I can only speak for tech companies, but my experience is that once a company becomes large enough to hire HR people and middle management, that's a sign that money is being wasted paying for unproductive types rather than creating and improving sold products and services.

Hiring HR people because "that's what a serious, large company does" and having a certain amount of mid-tier bosses because "we [the top] need better control over what's happening down at the bottom" (read: "we need detailed control of people that have been self-sufficient and productive on their own for several years"), is an excellent time to start looking for other work.


In general, HR and middle management exist for a reason. Someone has to handle all the associated (legal) burden of having employees. There's a lot of paperwork to do, a lot of communication that needs to be handled. Same for management, they exist for a reason.
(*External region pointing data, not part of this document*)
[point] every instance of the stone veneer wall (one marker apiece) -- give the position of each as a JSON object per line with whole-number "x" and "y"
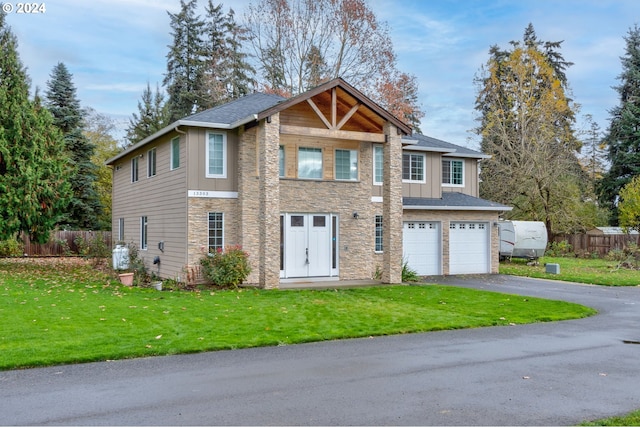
{"x": 445, "y": 217}
{"x": 392, "y": 206}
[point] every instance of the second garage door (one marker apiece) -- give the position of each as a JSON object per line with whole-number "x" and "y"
{"x": 469, "y": 248}
{"x": 421, "y": 246}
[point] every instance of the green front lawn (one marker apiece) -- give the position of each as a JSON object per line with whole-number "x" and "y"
{"x": 55, "y": 312}
{"x": 592, "y": 271}
{"x": 632, "y": 419}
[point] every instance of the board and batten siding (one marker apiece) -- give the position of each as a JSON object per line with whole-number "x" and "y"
{"x": 432, "y": 187}
{"x": 161, "y": 198}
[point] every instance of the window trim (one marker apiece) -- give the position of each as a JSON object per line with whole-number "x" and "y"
{"x": 314, "y": 150}
{"x": 172, "y": 157}
{"x": 424, "y": 168}
{"x": 378, "y": 234}
{"x": 221, "y": 219}
{"x": 224, "y": 155}
{"x": 144, "y": 232}
{"x": 375, "y": 162}
{"x": 152, "y": 155}
{"x": 335, "y": 164}
{"x": 462, "y": 162}
{"x": 135, "y": 169}
{"x": 281, "y": 162}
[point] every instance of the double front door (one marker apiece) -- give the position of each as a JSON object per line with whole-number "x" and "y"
{"x": 310, "y": 245}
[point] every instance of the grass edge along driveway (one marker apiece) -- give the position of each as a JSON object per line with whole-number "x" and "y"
{"x": 69, "y": 313}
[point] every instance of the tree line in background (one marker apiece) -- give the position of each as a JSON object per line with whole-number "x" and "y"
{"x": 52, "y": 151}
{"x": 540, "y": 164}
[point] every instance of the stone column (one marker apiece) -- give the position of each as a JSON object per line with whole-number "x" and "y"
{"x": 392, "y": 206}
{"x": 269, "y": 199}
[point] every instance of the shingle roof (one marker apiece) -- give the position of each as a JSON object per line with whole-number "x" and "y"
{"x": 236, "y": 110}
{"x": 424, "y": 141}
{"x": 453, "y": 201}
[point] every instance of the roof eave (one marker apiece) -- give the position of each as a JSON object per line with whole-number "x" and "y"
{"x": 458, "y": 208}
{"x": 338, "y": 82}
{"x": 174, "y": 126}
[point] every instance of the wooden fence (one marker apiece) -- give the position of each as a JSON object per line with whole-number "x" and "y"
{"x": 64, "y": 243}
{"x": 597, "y": 243}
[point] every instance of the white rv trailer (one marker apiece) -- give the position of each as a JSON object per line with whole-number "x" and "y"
{"x": 522, "y": 239}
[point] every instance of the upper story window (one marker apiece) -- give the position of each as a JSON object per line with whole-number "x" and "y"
{"x": 309, "y": 163}
{"x": 216, "y": 155}
{"x": 281, "y": 161}
{"x": 413, "y": 169}
{"x": 378, "y": 164}
{"x": 144, "y": 224}
{"x": 175, "y": 153}
{"x": 151, "y": 163}
{"x": 134, "y": 169}
{"x": 346, "y": 164}
{"x": 216, "y": 231}
{"x": 452, "y": 172}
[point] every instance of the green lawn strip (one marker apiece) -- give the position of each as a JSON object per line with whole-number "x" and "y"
{"x": 631, "y": 419}
{"x": 591, "y": 271}
{"x": 55, "y": 316}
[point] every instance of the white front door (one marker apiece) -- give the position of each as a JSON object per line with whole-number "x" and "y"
{"x": 307, "y": 249}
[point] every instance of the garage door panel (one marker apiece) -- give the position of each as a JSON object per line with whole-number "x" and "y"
{"x": 469, "y": 247}
{"x": 421, "y": 246}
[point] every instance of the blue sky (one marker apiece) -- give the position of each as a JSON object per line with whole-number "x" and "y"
{"x": 114, "y": 47}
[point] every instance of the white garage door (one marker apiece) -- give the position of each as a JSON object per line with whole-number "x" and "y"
{"x": 421, "y": 246}
{"x": 469, "y": 247}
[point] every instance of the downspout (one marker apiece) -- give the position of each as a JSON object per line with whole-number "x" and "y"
{"x": 186, "y": 202}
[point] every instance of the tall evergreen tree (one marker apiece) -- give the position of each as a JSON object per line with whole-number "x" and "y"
{"x": 526, "y": 126}
{"x": 623, "y": 135}
{"x": 153, "y": 115}
{"x": 240, "y": 74}
{"x": 34, "y": 167}
{"x": 184, "y": 77}
{"x": 61, "y": 100}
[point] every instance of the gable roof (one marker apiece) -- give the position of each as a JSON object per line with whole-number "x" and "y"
{"x": 421, "y": 142}
{"x": 453, "y": 201}
{"x": 234, "y": 112}
{"x": 258, "y": 106}
{"x": 226, "y": 116}
{"x": 352, "y": 91}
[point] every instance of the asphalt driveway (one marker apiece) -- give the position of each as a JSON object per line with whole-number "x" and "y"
{"x": 541, "y": 374}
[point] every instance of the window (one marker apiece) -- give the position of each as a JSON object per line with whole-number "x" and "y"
{"x": 413, "y": 167}
{"x": 216, "y": 155}
{"x": 151, "y": 163}
{"x": 175, "y": 153}
{"x": 121, "y": 229}
{"x": 453, "y": 172}
{"x": 216, "y": 231}
{"x": 310, "y": 163}
{"x": 281, "y": 160}
{"x": 346, "y": 165}
{"x": 134, "y": 169}
{"x": 378, "y": 164}
{"x": 143, "y": 232}
{"x": 378, "y": 228}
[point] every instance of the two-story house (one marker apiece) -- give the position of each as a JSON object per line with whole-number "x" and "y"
{"x": 326, "y": 185}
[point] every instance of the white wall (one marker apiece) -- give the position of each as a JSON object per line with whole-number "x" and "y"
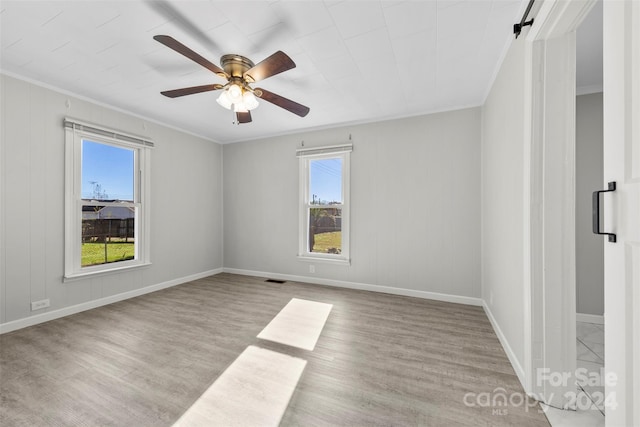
{"x": 503, "y": 220}
{"x": 186, "y": 177}
{"x": 415, "y": 204}
{"x": 589, "y": 178}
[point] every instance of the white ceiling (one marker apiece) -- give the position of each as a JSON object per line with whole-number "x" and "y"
{"x": 357, "y": 61}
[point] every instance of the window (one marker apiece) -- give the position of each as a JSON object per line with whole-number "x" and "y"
{"x": 324, "y": 203}
{"x": 106, "y": 187}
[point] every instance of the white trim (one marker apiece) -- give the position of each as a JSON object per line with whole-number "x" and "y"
{"x": 457, "y": 299}
{"x": 100, "y": 131}
{"x": 330, "y": 149}
{"x": 67, "y": 311}
{"x": 515, "y": 363}
{"x": 102, "y": 104}
{"x": 342, "y": 152}
{"x": 324, "y": 260}
{"x": 549, "y": 306}
{"x": 598, "y": 319}
{"x": 121, "y": 267}
{"x": 73, "y": 198}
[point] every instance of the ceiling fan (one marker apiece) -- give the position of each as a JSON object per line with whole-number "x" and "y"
{"x": 240, "y": 72}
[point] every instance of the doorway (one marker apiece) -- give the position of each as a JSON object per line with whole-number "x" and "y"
{"x": 589, "y": 246}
Not hiring HR or management is a waste of productive time: The tasks don't just magically disappear but other people, the ones that you call "productive" will have to take care of them and all of a sudden, we developers do have less time to do productive things, such as having important discussions on HN blaming HR and management for our misery.

There's an argument to be made that HR and Middle Management should be supportive functions in tech companies and thus shouldn't have the last call, but I'd be really really careful with calling them "unproductive". I for myself am glad that the paper-shuffling tasks get managed by a dedicated employee rather than myself. I'd go bonkers in a week if they'd pile up on my desk.


It's actually a natural selection. If the metrics are bad, the company get's a competitive disadvantage and should be on the way to bankruptcy in the long run. If the metrics actually are quite good, producing only few false negatives and few of the opposite, then there's no problem.


Honestly, even technical tests have their limits. Personally, my memory is digital, meaning that I'm rubbish in "sit down and remember 100000 facts about tech" tests, but if you give me time to research a project and put together a solution, it comes out gold. Technical tests do not mirror your working routine, because you have time to discuss, ask advice, and scan Stackoverflow. Poor kid.


Interesting article.

RE: Nuremberg Defence.

Do you really think it would have been smart for the Germans to hire people who wouldn't have followed their orders?

But in a profession environment, yep I'd agree you don't want all people who just follow orders, quite different to work environments where you want people to act more like machines aka call centres, sweat shops, army etc.


> Do you really think it would have been smart for the Germans to hire people who wouldn't have followed their orders?

It's not so much an antiauthoritarian outlook, i.e. what a person won't do, as what such a person will do, as in creating ingenious solutions to problems.

In the modern military, creative types are highly regarded (and this is a recent change in military culture) -- self-directed and autonomous types like Navy Seals and other special forces are highly prized compared to obedient infantrymen.

Consider Wernher Von Braun, the designer of the V-1 and V-2, and later, the designer of the Saturn 5 Apollo booster. He was constantly in trouble with the authorities in Nazi Germany for his impolitic statements, but they tolerated him because of what he could build. After the war, we tolerated him even though he was a former enemy, because of what he could build.


> Do you really think it would have been smart for the Germans to hire people who wouldn't have followed their orders?

Have you heard of a guy called Erwin Rommel?